Совершенно прошла вдруг мода на бриллианты: оставив массивные драгоценности в бабушкиных шкатулках, модницы нового времени наперебой носились за геммами в античном стиле. Мужчины не отставали: вместе камзолов появились вдруг жилеты и фраки, круглые шляпы — предтечи цилиндров. Универсальной одеждой становится фрак, который носили во всех случаях (при дворе я его тоже разрешил). Фрак был известен и ранее, но в свете он был совершенно не популярен. Теперь же из Франции пришли к нам фраки в стиле «инкруаябль»*. Он был снабжен чрезмерно большим воротником и лацканами, дополнялся не менее внушительным галстуком, закрывавшим подбородок, а туго накрахмаленный воротник рубашки, доходил до середины щек.
Новая одежда радикально отличалась от прежней полным отсутствием украшений. Золотое шитьё, галуны, драгоценные камни на мужской одежде — всё это безвозвратно кануло в прошлое. Бархат и атлас были преданы анафеме: отныне «мужские» ткани не должны ни переливаться, ни блестеть!
Я всему этому был только рад. Все эти дурацкие украшения, пуговицы с бриллиантами, красные каблуки, а уж тем паче — парики, косы, букли и тупеи, — это такая хрень, что и словами не описать.

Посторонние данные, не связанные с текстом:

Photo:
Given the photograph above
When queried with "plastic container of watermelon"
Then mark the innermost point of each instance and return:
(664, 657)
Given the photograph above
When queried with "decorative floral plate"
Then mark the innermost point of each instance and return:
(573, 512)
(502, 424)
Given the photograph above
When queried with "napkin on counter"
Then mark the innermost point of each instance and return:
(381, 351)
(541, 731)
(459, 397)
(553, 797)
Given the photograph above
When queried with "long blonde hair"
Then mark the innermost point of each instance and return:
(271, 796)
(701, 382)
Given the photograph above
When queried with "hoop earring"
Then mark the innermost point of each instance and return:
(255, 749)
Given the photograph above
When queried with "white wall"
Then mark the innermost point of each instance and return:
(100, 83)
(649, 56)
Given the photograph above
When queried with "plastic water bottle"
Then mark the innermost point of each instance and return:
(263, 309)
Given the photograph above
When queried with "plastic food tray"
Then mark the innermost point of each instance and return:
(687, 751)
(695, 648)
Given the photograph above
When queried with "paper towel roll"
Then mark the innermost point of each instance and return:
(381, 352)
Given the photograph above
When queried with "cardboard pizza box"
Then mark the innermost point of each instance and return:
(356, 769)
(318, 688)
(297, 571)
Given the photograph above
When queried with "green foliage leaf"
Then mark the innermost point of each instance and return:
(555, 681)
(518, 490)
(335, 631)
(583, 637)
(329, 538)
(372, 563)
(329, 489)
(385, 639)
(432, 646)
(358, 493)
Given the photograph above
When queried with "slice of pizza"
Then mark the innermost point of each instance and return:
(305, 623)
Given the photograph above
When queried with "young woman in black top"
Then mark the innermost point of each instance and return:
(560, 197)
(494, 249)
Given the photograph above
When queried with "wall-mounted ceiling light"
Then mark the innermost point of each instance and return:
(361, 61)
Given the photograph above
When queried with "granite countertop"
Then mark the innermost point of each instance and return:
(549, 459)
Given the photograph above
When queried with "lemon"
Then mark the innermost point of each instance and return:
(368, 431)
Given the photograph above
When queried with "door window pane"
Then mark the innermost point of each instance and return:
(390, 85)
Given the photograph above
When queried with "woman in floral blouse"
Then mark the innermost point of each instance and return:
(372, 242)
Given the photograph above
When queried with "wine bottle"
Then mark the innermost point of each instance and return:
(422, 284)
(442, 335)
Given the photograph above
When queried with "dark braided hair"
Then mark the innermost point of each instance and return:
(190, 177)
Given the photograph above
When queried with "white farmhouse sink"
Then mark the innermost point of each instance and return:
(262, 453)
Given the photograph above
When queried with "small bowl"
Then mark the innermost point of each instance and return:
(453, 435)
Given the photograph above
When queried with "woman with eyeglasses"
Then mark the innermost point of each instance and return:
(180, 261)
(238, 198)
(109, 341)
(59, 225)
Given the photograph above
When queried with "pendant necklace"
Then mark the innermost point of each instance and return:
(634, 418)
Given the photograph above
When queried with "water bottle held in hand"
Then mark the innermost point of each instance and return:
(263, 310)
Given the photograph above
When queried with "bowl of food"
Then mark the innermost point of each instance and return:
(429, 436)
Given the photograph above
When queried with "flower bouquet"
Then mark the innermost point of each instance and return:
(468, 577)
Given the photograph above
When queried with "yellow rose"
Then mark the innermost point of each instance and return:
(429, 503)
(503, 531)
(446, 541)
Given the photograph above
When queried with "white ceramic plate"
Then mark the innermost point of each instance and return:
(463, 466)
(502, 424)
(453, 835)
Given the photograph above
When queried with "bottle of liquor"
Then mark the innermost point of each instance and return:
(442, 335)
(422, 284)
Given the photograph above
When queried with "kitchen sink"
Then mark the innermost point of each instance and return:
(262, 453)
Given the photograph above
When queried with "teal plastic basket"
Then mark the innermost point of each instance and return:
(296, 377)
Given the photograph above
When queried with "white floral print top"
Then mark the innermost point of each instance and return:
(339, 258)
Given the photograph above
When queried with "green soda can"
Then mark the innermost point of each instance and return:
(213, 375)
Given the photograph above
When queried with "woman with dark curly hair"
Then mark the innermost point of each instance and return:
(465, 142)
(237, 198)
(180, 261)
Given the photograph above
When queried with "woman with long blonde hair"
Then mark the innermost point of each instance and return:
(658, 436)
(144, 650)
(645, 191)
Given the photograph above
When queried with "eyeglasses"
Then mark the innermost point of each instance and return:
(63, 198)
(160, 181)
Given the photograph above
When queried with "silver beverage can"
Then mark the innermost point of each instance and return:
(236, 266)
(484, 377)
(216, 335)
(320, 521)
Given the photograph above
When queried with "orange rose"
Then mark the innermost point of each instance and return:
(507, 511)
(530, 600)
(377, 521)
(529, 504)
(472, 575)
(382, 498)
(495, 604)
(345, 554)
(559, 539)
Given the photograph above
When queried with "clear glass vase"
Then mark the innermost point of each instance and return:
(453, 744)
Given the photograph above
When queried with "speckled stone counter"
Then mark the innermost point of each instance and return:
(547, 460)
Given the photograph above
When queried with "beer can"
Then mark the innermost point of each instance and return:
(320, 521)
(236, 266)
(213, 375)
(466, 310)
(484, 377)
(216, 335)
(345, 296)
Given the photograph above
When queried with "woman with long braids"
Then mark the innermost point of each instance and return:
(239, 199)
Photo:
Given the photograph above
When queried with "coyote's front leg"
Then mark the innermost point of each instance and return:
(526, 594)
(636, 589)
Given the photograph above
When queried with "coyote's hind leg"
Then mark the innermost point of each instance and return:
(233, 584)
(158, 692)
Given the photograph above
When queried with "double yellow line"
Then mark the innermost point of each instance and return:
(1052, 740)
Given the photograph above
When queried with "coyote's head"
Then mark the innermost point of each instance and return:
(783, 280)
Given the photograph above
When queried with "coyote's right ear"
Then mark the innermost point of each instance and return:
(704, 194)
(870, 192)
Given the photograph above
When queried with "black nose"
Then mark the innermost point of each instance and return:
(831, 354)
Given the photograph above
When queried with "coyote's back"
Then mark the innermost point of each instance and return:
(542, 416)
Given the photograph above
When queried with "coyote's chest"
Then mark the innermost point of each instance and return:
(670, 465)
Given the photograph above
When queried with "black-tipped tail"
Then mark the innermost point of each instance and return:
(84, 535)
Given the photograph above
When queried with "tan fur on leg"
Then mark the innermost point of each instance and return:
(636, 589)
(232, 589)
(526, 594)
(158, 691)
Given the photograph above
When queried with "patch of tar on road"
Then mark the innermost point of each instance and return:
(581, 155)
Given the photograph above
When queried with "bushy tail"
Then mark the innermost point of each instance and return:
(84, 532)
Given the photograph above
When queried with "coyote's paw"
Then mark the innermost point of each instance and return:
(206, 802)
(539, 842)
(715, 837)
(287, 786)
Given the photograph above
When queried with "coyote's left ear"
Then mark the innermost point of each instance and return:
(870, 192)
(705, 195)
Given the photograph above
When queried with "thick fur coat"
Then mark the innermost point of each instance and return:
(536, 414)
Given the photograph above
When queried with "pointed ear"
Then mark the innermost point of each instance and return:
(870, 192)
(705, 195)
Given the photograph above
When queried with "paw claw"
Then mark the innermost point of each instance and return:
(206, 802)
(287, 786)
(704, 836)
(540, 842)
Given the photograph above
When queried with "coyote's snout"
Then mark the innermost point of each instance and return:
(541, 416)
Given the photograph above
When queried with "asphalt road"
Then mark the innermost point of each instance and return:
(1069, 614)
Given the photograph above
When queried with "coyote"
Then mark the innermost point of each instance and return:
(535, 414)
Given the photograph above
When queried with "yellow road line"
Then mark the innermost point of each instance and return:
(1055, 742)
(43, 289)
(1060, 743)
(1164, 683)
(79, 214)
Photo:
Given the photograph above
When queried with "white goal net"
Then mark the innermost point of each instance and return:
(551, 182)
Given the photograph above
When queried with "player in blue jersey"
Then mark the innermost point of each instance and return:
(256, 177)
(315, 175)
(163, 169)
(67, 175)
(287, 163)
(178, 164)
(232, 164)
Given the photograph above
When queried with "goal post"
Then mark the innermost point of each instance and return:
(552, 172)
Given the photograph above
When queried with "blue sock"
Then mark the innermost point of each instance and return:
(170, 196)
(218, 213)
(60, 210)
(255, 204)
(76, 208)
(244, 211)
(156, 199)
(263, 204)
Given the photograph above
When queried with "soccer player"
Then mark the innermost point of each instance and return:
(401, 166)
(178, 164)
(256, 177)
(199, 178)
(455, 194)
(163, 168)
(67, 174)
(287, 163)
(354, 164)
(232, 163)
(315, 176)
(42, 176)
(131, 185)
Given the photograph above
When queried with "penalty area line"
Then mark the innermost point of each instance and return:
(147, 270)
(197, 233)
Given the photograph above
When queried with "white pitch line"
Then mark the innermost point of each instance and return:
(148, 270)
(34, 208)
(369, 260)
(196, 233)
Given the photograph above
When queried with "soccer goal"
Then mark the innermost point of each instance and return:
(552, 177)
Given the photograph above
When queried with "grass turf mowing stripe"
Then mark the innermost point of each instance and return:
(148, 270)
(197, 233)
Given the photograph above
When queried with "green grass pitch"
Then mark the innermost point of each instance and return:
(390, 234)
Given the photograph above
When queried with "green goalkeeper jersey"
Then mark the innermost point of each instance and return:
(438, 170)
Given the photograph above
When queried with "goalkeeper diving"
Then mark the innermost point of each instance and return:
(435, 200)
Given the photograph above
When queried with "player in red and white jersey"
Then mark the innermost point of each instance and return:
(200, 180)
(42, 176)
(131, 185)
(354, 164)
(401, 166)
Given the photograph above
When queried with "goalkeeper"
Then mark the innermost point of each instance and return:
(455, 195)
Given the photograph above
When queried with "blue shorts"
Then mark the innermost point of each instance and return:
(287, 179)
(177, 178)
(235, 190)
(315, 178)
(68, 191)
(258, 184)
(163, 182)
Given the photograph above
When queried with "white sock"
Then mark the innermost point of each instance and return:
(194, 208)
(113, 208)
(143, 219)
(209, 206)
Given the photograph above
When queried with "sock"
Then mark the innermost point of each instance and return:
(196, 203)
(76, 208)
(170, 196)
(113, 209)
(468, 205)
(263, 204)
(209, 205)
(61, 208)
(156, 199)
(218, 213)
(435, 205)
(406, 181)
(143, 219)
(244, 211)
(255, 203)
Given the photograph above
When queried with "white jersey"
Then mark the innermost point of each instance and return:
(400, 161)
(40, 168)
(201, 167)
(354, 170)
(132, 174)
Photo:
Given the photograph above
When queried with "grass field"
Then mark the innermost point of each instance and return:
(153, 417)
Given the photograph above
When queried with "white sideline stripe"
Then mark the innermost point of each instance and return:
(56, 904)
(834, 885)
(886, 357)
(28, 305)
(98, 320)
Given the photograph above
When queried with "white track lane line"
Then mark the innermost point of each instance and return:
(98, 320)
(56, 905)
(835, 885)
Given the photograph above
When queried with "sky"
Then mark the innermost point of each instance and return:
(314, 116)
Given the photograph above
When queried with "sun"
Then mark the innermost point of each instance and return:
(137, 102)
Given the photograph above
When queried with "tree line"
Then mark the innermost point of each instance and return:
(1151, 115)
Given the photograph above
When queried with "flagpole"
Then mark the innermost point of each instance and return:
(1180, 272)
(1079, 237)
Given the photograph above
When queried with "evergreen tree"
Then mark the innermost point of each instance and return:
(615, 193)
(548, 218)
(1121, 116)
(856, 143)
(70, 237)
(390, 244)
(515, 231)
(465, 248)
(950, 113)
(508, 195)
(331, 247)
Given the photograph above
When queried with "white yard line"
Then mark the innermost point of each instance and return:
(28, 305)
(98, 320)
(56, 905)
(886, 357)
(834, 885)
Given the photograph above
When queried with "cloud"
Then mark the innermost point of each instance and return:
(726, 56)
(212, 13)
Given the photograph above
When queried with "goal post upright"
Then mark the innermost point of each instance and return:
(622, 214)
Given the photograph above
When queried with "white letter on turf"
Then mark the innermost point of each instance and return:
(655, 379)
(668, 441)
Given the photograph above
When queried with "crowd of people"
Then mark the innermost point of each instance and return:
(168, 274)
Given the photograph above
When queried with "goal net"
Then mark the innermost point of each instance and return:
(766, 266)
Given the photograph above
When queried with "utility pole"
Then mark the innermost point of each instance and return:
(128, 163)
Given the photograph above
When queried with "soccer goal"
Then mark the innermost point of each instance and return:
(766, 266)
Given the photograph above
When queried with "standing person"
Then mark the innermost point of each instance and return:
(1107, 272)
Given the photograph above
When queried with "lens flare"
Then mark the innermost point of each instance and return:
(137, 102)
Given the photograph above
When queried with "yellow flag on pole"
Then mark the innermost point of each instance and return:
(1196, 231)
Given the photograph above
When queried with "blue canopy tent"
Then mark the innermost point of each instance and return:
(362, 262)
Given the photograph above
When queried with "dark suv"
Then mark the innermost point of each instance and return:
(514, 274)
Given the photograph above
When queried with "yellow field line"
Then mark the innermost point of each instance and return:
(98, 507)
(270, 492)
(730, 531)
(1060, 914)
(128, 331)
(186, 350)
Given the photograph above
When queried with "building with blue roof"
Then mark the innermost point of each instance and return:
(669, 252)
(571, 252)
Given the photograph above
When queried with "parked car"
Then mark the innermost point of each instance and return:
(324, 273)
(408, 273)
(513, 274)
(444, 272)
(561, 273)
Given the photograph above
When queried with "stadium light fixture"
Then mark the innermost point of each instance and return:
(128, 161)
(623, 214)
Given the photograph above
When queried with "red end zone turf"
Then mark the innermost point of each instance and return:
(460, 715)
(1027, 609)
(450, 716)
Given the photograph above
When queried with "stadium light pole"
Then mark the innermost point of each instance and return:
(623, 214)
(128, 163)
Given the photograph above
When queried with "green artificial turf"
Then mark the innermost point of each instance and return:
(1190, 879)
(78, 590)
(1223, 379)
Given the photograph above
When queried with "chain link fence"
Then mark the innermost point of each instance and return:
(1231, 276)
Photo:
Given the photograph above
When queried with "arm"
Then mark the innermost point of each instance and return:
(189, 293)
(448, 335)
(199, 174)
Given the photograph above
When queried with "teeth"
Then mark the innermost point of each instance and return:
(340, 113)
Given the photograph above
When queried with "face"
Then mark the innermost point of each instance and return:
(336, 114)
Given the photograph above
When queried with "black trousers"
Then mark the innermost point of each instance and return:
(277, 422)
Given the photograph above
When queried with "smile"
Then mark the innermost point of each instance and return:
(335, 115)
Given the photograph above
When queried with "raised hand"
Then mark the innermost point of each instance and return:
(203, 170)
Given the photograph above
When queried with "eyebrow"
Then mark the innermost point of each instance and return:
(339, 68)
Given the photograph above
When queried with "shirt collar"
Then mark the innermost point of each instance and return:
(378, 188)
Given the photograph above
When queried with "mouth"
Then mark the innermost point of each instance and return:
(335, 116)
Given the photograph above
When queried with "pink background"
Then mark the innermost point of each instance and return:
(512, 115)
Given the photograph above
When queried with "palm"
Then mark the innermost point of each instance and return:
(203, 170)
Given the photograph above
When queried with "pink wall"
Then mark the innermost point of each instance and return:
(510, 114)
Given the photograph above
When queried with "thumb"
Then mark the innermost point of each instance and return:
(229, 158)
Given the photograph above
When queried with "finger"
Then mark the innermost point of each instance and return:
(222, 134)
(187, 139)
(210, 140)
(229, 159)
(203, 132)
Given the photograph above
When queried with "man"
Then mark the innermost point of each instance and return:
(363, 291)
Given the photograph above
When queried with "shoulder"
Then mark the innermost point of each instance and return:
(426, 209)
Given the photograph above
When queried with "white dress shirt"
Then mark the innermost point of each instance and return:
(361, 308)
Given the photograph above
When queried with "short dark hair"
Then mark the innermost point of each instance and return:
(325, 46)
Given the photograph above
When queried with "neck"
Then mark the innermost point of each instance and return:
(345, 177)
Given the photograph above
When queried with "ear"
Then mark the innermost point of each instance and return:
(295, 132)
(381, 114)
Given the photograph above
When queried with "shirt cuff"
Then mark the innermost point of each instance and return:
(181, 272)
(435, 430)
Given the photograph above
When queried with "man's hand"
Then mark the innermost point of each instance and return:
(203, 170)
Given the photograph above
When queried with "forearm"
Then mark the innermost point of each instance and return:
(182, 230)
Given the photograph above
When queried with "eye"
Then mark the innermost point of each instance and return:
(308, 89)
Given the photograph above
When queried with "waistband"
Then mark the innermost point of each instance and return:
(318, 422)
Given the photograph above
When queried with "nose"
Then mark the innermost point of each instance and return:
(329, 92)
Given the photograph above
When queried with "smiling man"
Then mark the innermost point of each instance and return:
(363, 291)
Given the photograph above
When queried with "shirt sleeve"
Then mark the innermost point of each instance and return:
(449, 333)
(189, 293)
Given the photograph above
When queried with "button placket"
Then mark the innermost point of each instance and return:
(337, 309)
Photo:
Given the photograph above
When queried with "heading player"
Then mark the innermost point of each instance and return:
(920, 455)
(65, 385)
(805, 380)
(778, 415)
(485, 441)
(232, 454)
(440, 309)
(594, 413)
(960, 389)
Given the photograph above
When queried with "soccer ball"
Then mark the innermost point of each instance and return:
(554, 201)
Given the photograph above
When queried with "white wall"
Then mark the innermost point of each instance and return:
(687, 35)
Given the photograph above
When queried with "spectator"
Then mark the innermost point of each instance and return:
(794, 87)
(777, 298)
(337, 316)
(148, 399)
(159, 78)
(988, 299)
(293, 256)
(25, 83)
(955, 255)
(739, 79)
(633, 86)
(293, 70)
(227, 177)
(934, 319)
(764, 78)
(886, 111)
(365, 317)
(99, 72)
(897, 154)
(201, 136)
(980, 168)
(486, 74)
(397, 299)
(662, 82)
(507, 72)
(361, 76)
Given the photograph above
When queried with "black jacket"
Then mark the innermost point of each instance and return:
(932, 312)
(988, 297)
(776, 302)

Наступающий девятнадцатый век явно был в моём вкусе…Однако, почти сразу же начались неприятности.
Чтобы разместить по комнатам все необходимые предметы убранства, требовалось хотя бы вчерне распределить комнаты в резиденции среди моей свиты и личной свиты императрицы. Тут весь двор был просто шокирован куцым количеством новых придворных должностей: я назначил себе четырёх камер-юнкеров и двух камергеров, Наташа — четырёх фрейлин и двух статс-дам! Даже нищие немецкие маркграфы содержали больший двор! Сколько разочарований, разбитых надежд, нереализованного честолюбия вельмож, надеявшихся на тёплое место при новом дворе, обрушилось на шокированный петербургский свет! И, не успели все по-настоящему удивиться произошедшему, как я нанёс по благообразию русского императорского двора 18 века новый страшный удар, объявив, что придворные должности не несут теперь никакого реального значения, становясь всего лишь почётными наименованиями, и не оплачиваются! И флигель-адьютанты, и генерал-адьютанты, и камер-юнкеры, и камергеры теперь практически исключены из Табеля о рангах!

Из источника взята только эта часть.